Rome, Italy - The Italian government summoned the Afghan ambassador to Rome on Tuesday to express its concern over reports that a man in Afghanistan faces the death penalty because he has converted to Christianity.
Foreign Minister Gianfranco Fini said if the reports proved true, Italy would raise the issue with European Union leaders in an effort to save the man.
An Afghan judge said on Sunday police had detained a man, Abdur Rahman, for converting from Islam to Christianity, adding he could face the death penalty if he refused to become a Muslim again.
"If this news is confirmed, Italy will move at the highest level ... to prevent something which is incompatible with the defence of human rights and fundamental freedoms," a Foreign Ministry statement said.
The statement added that the Italian ambassador in Kabul would contact Afghan authorities to seek an explanation and was also in touch with other EU diplomats in the country.
Former Italian President Francesco Cossiga has written an open letter to Prime Minister Silvio Berlusconi urging him to withdraw Italian troops from Afghanistan if he fails to win assurances from Kabul over Rahman's safety.
"It is not acceptable that our soldiers should put themselves at risk or even sacrifice their life for a fundamentalist, illiberal regime," Cossiga wrote.
Roman Catholic Italy has some 1,775 troops deployed to Afghanistan, a conservative Islamic country where 99 percent of people are Muslim.
Islamic sharia law proposes the death sentence for Muslims who abandon the religion.

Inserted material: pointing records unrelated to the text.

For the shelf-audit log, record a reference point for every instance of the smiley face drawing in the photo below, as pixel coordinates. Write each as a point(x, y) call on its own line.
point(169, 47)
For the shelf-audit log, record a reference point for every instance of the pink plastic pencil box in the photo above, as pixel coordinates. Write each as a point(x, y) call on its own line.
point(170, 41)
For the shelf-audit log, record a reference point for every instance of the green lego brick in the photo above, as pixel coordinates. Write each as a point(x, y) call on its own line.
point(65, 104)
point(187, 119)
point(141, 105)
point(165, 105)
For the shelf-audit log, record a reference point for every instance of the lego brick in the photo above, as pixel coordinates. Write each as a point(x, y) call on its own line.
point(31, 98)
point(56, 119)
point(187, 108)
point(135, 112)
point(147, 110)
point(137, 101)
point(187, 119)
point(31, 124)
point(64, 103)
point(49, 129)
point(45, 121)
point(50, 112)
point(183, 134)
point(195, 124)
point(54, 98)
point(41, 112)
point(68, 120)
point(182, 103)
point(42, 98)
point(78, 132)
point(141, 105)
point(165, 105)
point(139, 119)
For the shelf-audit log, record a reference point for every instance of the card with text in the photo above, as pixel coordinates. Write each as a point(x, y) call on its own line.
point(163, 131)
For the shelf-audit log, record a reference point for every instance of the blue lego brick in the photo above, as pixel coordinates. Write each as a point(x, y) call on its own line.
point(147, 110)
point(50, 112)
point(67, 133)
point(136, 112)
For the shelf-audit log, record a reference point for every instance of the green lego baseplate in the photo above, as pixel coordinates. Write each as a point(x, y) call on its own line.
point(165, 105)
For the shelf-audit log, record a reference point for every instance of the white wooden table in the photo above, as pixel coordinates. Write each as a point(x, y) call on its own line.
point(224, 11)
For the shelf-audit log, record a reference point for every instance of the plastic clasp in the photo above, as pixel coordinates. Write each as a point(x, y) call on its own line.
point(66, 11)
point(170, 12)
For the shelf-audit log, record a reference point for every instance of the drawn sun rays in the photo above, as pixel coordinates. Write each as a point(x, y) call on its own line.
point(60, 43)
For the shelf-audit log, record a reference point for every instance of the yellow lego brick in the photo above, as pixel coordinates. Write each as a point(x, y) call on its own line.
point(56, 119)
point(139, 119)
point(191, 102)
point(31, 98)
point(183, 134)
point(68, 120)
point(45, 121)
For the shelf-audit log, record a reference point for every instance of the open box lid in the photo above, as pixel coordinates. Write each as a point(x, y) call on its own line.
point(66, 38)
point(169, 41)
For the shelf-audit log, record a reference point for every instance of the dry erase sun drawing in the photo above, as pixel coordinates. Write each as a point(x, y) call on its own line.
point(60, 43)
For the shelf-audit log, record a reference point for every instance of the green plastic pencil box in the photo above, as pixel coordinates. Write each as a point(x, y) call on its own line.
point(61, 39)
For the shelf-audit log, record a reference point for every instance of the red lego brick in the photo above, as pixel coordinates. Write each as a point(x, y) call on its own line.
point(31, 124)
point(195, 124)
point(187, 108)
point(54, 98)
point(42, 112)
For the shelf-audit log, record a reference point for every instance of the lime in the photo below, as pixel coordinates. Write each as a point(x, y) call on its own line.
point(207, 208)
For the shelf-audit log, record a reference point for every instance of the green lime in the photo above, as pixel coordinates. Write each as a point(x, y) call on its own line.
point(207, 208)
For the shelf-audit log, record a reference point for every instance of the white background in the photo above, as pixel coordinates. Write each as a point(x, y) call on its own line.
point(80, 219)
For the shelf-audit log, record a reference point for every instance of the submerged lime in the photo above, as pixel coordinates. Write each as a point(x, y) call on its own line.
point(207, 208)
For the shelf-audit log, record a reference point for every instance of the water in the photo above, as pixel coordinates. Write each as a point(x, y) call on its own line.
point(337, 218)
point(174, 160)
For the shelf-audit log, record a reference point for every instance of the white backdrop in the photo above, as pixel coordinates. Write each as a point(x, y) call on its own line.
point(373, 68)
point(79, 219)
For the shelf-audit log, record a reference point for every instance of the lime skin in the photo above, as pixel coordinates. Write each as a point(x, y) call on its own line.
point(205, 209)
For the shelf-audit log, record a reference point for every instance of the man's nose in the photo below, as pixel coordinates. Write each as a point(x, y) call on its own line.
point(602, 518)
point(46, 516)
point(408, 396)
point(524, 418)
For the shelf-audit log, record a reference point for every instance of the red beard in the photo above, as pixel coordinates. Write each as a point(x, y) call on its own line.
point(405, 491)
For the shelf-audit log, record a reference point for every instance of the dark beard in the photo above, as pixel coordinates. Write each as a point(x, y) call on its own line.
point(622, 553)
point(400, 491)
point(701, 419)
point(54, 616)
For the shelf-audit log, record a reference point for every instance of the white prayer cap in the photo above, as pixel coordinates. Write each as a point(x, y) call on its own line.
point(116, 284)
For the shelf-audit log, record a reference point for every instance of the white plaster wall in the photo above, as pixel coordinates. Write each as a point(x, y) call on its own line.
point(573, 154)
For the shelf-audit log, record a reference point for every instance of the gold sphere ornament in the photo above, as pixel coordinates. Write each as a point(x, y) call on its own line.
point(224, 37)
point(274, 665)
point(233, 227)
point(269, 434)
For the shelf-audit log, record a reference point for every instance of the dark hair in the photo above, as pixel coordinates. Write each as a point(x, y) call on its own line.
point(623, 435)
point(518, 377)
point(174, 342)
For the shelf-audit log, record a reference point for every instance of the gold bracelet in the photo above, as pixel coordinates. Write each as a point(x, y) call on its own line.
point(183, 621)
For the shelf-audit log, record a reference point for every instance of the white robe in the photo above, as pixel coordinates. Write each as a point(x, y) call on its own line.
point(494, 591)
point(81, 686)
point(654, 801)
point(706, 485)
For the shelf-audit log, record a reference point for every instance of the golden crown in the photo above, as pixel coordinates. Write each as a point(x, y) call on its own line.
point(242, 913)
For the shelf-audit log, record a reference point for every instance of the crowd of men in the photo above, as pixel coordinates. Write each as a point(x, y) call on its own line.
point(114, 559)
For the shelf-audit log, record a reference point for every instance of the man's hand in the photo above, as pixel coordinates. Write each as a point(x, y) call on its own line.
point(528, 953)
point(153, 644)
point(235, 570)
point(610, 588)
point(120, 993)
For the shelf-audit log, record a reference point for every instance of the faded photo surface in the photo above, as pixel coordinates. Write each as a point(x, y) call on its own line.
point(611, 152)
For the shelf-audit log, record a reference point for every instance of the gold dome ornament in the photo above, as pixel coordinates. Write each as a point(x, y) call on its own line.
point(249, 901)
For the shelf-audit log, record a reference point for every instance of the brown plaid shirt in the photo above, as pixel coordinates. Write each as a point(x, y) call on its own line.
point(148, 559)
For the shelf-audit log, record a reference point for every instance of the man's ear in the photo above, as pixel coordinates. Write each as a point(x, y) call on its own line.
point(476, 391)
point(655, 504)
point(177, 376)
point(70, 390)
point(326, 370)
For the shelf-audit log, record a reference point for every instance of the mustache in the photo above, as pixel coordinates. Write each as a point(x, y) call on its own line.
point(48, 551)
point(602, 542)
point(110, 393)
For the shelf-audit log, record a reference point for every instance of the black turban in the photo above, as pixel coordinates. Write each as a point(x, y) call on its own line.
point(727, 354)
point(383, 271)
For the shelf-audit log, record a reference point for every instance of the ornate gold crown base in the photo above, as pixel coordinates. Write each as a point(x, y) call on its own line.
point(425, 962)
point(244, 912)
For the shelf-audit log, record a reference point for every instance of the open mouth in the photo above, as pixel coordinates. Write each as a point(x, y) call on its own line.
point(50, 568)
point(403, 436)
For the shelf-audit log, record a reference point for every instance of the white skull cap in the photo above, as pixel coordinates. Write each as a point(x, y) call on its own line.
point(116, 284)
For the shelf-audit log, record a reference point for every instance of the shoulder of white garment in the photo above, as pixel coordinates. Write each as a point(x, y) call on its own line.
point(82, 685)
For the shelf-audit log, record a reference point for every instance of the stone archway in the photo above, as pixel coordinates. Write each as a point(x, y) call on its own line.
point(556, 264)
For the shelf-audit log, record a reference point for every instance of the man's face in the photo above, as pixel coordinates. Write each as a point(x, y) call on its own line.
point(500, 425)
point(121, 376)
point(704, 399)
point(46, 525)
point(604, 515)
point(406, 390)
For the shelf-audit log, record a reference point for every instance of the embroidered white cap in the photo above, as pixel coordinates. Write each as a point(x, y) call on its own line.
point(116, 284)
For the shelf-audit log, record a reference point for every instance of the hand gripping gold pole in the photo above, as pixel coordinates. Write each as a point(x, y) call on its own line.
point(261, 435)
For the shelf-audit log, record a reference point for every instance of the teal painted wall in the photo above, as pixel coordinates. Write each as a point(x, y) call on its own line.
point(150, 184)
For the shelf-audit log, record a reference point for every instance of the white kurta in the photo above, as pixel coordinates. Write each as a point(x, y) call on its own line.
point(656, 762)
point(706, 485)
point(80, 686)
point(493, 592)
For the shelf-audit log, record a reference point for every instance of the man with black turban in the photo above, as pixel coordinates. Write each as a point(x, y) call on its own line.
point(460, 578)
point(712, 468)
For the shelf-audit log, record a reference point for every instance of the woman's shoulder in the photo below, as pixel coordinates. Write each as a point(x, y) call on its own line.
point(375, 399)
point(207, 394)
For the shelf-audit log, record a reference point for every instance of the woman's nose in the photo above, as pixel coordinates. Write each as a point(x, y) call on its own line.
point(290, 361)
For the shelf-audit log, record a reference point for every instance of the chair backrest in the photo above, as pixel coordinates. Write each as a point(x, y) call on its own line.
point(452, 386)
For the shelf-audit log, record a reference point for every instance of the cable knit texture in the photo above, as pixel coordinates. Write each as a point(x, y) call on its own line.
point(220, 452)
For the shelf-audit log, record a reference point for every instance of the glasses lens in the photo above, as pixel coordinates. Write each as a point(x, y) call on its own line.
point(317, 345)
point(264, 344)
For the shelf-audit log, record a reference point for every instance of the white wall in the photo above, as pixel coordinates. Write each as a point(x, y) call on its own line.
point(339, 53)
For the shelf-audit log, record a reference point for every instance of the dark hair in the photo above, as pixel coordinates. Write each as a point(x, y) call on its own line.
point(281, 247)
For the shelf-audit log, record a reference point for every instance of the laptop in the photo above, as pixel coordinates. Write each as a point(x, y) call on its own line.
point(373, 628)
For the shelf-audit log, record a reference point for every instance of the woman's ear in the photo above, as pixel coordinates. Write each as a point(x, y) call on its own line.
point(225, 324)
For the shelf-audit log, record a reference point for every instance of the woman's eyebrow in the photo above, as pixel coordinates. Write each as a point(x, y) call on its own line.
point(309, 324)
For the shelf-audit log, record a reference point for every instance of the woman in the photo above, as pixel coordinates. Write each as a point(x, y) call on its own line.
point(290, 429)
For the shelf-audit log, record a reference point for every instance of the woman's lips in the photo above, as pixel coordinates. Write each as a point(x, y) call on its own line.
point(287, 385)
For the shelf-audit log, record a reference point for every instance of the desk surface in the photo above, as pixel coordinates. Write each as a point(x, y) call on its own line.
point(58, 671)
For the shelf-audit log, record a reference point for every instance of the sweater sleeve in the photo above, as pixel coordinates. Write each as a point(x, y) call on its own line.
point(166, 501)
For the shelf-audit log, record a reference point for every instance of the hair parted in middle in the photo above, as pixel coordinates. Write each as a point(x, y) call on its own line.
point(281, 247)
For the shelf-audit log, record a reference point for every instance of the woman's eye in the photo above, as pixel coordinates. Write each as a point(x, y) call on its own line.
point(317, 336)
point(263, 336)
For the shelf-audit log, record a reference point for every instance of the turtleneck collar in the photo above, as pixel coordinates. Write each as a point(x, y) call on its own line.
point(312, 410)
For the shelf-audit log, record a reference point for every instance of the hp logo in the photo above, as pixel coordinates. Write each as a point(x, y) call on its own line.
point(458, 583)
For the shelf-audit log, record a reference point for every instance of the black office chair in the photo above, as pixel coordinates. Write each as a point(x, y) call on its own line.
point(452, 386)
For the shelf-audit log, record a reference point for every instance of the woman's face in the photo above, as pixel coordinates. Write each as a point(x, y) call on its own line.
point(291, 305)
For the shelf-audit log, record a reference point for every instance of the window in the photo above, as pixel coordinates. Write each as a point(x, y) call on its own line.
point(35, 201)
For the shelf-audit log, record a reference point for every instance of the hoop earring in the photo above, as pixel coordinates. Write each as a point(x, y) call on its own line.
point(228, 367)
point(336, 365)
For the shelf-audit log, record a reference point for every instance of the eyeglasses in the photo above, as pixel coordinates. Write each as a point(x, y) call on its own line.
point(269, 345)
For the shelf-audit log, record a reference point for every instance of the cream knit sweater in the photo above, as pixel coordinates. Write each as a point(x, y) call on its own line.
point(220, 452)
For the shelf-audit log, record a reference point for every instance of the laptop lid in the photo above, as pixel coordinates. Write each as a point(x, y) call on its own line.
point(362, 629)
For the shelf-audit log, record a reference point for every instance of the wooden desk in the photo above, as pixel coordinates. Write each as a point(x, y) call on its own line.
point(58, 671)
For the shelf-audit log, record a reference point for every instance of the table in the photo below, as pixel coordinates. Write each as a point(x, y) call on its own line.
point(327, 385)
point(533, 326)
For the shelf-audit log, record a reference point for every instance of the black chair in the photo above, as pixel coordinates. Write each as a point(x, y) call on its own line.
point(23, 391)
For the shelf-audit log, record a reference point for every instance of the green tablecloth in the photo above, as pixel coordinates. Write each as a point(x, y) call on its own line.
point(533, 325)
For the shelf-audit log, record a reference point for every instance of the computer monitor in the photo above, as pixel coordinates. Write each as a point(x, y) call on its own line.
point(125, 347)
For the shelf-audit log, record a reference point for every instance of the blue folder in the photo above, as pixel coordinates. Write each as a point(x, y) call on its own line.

Afghanistan's new constitution says "no law can be contrary to the sacred religion of Islam".
Emma Bonino, who headed an EU observer mission to Afghanistan for last year's legislative elections, said Italy had done well to ring the alarm bell.
"This episode is extremely worrying, not just because the possible victim is a Christian, but because it indicates the fragility of the Afghan institutions," she told reporters.